A pesar de la radical ternura que tiñe todo este paisaje animal en el que la narradora es apenas un testigo rememorante y sutil, hay un alto grado de violencia en este libro. Se trata de una violencia que no ha pasado ni pasa nunca por los filtros de la moral, que aparece simplemente como un fenómeno del mundo, otro gesto que solo comunica su propia comunicabilidad, su propia capacidad de darse a ver, y deja cualquier consecuencia, insisto ahora en esto, en el tiempo suspendido que es soberano en esta obra, el tiempo de la inminencia. Por eso también esas páginas de indescifrable color verde, como una niebla o el fondo de algún mar. Por eso también los dramas no tienen origen ni destino, como el de la vaca que grita llamando a su hijo, hasta que sus ojos están a punto de salirse de sus cuencas. Hay un registro poético de fracturas radicales, de cercenamientos irreversibles, de pérdidas inevitables. Antonia envuelve en un celofán de ambigua ternura un mundo salvaje, no para edulcorarlo o domesticarlo, sino para hacer de la ternura un ejercicio ético, es decir para encontrar el modo en que en un mundo roto pueda aún potenciarse la vida, hacerla vivible, querer incluso todo ese dolor. Aun cuando el olor del pelaje o la humedad de una nariz -manifestaciones de un amor extraño y bueno- no puedan ser ya más que recuerdo, y en tanto recuerdo, ausencia, presente materialidad de lo que ya no está.
Entre la niña y el cangrejo, entre la muchacha y sus perros, entre ella y el mundo animal, una suerte de vacío denso, hasta viscoso, como el rastro que deja en los dedos la carne demolida de un gusano pulverizado. Como dice la canción de un grupo que le encanta a Antonia y que figura en el bellísimo colofón del libro, la mirada puesta en imagen y en fracturado relato en este libro, cuida de esos seres, en su derrota. Los cuida, incluso en su muerte. “Y murió así, entera”, dice hacia el final, perpleja, con respecto a una polilla que encuentra sobre el cemento. La sintaxis escueta, simple, directa, funciona también como imagen: “Y murió así, entera”. Acá me vuelvo a acordar de mi gata Julia. En esa forma de decir se cifra un duelo, un llanto, una profunda confusión amorosa con respecto al misterio de la muerte de todo, una profusa simpatía hacia unos no-sujetos que van deshaciendo también la unidad subjetiva del observador humano, una simpatía no causal en el espectro deleuziano, “Todas las sutiles simpatías del alma innumerable, del odio más amargo al más apasionado amor”.

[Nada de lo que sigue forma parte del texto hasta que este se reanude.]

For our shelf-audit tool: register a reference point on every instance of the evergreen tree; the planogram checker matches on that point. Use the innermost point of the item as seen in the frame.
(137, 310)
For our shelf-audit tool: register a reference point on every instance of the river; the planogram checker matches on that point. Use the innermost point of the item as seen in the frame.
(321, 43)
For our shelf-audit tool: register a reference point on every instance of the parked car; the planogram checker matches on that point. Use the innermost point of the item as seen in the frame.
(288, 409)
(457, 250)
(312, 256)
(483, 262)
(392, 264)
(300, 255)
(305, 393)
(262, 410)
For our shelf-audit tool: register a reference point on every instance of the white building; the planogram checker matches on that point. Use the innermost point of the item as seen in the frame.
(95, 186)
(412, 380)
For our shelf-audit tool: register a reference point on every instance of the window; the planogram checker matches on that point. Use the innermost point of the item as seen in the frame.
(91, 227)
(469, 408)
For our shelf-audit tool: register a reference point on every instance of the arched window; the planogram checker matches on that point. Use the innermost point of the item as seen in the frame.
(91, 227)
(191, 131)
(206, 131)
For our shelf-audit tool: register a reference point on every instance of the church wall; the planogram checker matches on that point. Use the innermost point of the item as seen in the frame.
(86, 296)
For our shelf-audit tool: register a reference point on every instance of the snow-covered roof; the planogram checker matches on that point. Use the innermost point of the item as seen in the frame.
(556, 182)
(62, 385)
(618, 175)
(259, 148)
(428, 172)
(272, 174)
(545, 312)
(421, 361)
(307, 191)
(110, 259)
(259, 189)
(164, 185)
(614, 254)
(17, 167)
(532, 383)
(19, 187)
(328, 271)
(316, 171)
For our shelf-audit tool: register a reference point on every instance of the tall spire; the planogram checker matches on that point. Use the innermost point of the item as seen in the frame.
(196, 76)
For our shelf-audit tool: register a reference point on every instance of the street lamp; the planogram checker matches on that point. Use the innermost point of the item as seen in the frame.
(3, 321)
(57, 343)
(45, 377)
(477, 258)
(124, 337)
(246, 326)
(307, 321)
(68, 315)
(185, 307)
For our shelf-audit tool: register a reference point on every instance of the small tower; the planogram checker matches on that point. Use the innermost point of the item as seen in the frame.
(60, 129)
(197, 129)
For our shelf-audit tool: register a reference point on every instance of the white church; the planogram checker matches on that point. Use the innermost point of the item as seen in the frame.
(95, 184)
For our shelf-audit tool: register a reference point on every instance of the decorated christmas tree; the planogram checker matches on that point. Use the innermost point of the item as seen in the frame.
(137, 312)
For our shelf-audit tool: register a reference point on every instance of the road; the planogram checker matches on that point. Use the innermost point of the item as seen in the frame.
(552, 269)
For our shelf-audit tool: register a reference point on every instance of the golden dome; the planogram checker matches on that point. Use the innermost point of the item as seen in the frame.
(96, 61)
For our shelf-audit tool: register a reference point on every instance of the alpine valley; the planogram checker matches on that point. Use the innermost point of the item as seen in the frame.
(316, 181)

En Tenía cada vez menos partes los animales sí devuelven la mirada, contrariamente a los animales fotografiados en el ensayo de Berger que mencioné antes. Acá hay un cruce de miradas y en ese cruce se revela todo un mundo. Ese mundo no es idílico, ni siquiera feliz, esa respuesta que son capaces de dar estos aniamles no es complaciente ni reconciliatoria, enarbola y afirma una diferencia soberana, inapelable, inextricable, silenciosa de modo casi ontológico, pero su pura gestualidad devuelve algo inmenso y a la vez mínimo, algo cuya dimensión no es medible con nuestros instrumentos, ni decible con nuestras palabras. Por eso las palabras y las imágenes y los instrumentos de Antonia, como sus animales, son raros, están rotos, se acercan al balbuceo, al rumor, al susurro, a la diseminación, y se van confundiendo con el fondo -el blanco de la página o el silencio en que se anegan esas miradas animales que esta voz y estas imágenes nos permiten mirar. Un contacto con lo ignoto que a veces se vuelve tan puro que llega a doler.